Spiced Cauliflower With Beans, Slaw, and Vegan Ranch

Upgrade your macro bowls, with this grain-free cauliflower recipe from the Smorgasbowl cookbook topped with silky, cashew vegan ranch and paired with a tangy cabbage-fennel slaw. 

What you need:

For the ranch: 
1 cup raw cashews 
1 garlic clove
1 cup water
1 teaspoon salt 
1 teaspoon fresh dill, minced
1 tablespoon fresh chives, thinly sliced 

For the spiced cauliflower: 
2 tablespoons avocado oil 
¼ teaspoon onion powder 
¼ teaspoon granulated garlic 
½ teaspoon chili powder 
½ teaspoon mustard powder 
1 teaspoon salt 
1 large head cauliflower, cut into 1-inch florets and pieces 

For the slaw: 
¾ small head of Napa cabbage, sliced thin from leafy end 
1 medium fennel bulb, green tops removed and sliced thin 
4 stalks of celery, sliced thin
2 teaspoons salt
3 tablespoons lemon juice 

For the corn and beans: 
3 tablespoons sunflower oil 
1 ear of raw corn, cut from cob 
1 (16-ounce) can of white beans, drained and rinsed

What you do:

  1. For the ranch, into a high-speed blender, combine cashews, garlic, water, and salt and blend on high, about 30 to 45 seconds.
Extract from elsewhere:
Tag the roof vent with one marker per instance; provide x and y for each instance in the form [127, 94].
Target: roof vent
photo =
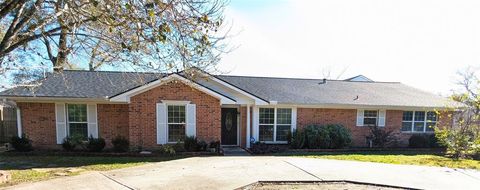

Pour into a container and then stir in dill and chives. Place in refrigerator until ready to use.
  2. Preheat oven to 375 degrees. 
  3. Into a large bowl, add oil, onion powder, garlic, chili powder, mustard powder, and salt. Add cauliflower to bowl and toss in spiced oil until evenly coated. 
  4. Onto a baking sheet, spread cauliflower evenly over pan in a single layer. Bake cauliflower until lightly browned and tender, about 40 to 45 minutes, turning over cauliflower halfway through. 
  5. For the slaw, in a bowl, combine cabbage, fennel, celery, salt, and lemon juice and toss. 
  6. In a skillet over medium-high heat, warm oil. Add corn and cook for 2 to 3 minutes on one side, then add beans to pan and sauté until heated through, about 2 minutes, stirring occasionally. 
  7. To serve, into a serving bowl, add baked cauliflower, slaw, beans, and corn and top with dressing.